Open rdstern opened 7 years ago
One anomaly in the filters is that I can't choose missing values in a factor. Or at least I don't know how to. It gives me the options for all the levels, but (of course) missing is not a level. The obvious way would be to include NA as another level. This would be a good option, because at some stage we will have multiple missing value codes and this will extend naturally.
I am copying Lily on this, because it is a bit of an R puzzle - at least for me! It is also sort of re-inventing our excellent calculation system.
I have the Dodoma data and would like to filter to get the "first" and "last". I can't (yet?) type a condition into the filter dialogue - I don't know whether we should in the future, so I tried using our calculator.

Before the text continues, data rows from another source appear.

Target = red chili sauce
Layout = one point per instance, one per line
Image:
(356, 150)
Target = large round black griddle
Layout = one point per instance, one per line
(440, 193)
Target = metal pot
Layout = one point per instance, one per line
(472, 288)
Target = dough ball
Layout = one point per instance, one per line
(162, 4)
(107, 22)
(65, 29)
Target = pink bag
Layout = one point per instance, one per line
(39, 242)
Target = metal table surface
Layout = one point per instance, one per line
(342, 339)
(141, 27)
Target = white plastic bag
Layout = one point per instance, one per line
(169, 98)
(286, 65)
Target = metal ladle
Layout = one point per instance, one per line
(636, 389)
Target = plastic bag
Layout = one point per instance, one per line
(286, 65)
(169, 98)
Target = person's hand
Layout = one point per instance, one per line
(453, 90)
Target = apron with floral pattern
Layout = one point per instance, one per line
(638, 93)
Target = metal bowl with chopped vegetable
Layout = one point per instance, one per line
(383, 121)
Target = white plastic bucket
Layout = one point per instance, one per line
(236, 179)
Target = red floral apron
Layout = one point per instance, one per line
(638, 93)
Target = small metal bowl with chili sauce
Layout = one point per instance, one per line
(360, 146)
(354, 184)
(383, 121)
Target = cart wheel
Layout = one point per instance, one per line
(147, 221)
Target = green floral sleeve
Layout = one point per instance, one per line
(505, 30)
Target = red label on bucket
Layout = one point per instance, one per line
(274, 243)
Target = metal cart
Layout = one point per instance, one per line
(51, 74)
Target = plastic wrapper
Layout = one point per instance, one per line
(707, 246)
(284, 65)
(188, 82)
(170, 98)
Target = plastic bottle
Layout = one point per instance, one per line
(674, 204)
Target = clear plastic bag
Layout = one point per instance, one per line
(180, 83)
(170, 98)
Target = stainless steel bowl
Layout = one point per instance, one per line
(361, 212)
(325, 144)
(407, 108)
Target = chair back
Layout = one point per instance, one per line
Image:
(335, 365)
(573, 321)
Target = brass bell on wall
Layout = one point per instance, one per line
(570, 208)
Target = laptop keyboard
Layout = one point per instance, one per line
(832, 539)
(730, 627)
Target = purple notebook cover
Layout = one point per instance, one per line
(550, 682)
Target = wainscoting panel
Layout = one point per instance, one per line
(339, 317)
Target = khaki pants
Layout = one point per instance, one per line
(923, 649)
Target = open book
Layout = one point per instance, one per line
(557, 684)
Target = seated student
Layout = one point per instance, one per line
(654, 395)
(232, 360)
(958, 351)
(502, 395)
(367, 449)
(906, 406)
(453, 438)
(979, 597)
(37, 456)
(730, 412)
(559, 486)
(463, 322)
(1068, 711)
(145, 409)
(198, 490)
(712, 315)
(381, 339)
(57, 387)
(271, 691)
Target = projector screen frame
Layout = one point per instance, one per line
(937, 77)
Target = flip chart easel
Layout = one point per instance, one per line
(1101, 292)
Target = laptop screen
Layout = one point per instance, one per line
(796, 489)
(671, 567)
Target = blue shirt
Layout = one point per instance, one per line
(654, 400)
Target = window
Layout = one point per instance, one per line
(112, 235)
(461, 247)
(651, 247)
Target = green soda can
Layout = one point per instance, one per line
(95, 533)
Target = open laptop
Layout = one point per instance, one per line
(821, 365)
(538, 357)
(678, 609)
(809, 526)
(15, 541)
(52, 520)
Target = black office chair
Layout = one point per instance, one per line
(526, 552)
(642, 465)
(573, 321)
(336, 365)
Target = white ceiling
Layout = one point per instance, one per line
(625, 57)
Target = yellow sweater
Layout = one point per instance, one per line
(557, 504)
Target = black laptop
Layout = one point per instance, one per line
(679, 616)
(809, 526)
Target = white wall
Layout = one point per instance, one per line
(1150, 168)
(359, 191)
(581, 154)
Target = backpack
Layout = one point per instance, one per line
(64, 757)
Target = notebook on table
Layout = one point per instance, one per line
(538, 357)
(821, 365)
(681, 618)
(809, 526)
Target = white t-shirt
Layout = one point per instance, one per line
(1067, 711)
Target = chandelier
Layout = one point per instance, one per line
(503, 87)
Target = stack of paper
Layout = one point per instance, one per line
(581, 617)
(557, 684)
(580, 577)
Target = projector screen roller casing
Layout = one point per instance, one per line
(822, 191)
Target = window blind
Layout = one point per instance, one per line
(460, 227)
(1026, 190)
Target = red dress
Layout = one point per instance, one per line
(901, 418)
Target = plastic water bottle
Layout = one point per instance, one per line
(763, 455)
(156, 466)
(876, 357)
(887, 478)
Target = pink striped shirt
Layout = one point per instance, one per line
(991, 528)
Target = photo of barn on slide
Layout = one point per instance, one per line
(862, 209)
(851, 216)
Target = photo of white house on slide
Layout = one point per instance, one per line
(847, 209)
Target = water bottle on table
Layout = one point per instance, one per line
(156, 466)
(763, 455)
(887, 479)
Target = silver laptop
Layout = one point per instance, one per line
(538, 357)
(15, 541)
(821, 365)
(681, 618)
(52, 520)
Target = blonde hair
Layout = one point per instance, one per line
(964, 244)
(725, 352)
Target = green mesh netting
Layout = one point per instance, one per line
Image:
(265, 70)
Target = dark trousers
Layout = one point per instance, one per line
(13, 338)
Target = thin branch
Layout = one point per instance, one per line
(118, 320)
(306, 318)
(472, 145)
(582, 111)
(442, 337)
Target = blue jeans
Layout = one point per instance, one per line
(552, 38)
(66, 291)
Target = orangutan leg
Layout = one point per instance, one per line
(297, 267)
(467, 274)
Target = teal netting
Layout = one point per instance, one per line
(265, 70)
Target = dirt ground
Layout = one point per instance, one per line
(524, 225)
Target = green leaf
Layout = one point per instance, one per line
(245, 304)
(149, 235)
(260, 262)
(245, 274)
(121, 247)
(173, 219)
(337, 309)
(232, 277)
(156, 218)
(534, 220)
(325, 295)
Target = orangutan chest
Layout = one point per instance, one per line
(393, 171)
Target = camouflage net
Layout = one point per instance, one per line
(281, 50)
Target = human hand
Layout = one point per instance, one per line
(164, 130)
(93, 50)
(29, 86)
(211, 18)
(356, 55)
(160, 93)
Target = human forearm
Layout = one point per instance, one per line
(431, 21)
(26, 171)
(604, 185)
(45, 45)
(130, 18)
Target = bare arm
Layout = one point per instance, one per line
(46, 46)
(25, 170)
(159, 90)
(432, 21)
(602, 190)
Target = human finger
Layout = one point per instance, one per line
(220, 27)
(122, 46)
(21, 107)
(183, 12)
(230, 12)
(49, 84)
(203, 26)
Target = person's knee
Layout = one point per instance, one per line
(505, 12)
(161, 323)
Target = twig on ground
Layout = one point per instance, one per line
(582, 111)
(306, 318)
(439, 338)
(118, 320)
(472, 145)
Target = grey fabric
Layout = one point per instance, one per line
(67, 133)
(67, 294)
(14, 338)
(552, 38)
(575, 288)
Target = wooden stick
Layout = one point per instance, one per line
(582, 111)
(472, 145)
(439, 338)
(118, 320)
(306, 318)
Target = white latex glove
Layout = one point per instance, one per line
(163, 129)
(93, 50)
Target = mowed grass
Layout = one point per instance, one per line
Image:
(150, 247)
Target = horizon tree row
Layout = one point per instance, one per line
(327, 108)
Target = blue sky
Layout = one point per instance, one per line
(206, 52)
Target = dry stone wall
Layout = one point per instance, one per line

My first challenge was the first and last day of each year.
I found (from stack overflow of course) that typing in NewYear <- !duplicated(Year) gives TRUE for the 1st January each year and FALSE otherwise.
EndYear <- rev(!duplicated(rev(Year))) gives TRUE on the 31 December.
Now I can filter for either and if the Filter dialogue included OR, then I could use it directly.
But I can use my R-Instat calculator and do NewEnd <- NewYear | EndYear and then filter on this column.
So I can filter for the First and Last, even in a round-about way. I wonder whether we could make the calculator and/or the filter dialogue so this is easier?
Now a bigger challenge and one which we make simpler with the climatic commands. How could I use my calculator and filter to get the first occasion each Year with Rain more than 20mm and in November or December? My way is tortuous, because I don't know how to generalise the commands above. The point of this message is to find whether there are easier ways (I know I can use the start of the rains) by better use of R or by improving the calculator or filter system in R-Instat.
So, what I can do in the current calculator is Startrains <- (as.numeric(month_abbr)>10)&(Rain>20). This gives me ALL occurrences of the event I want.
Now I can filter on the Year AND Startrains and then use use the method above on the filtered data to give me the first occurrence.
I feel there should be an easier way to get the first occurrence of a more complicated condition than the first of the year.
And then can we make this sort of process easier. I realise I am probably half re-inventing David and Danny's calculation system.
I now found a small bug in the filter dialogue. I had a factor with some missing values in the column. I wanted to filter to just those rows when the column was NA. This wasn't explicitly dealt with, but I tried by selecting none of the factor levels. (there may in the future be a better way to select those rows, but this also may be selected. It then gives the condition as Month %in% without having anything that is in! I am not surprised it doesn't like this!
Ok that's just a bug you shouldn't be able to add when none are selected.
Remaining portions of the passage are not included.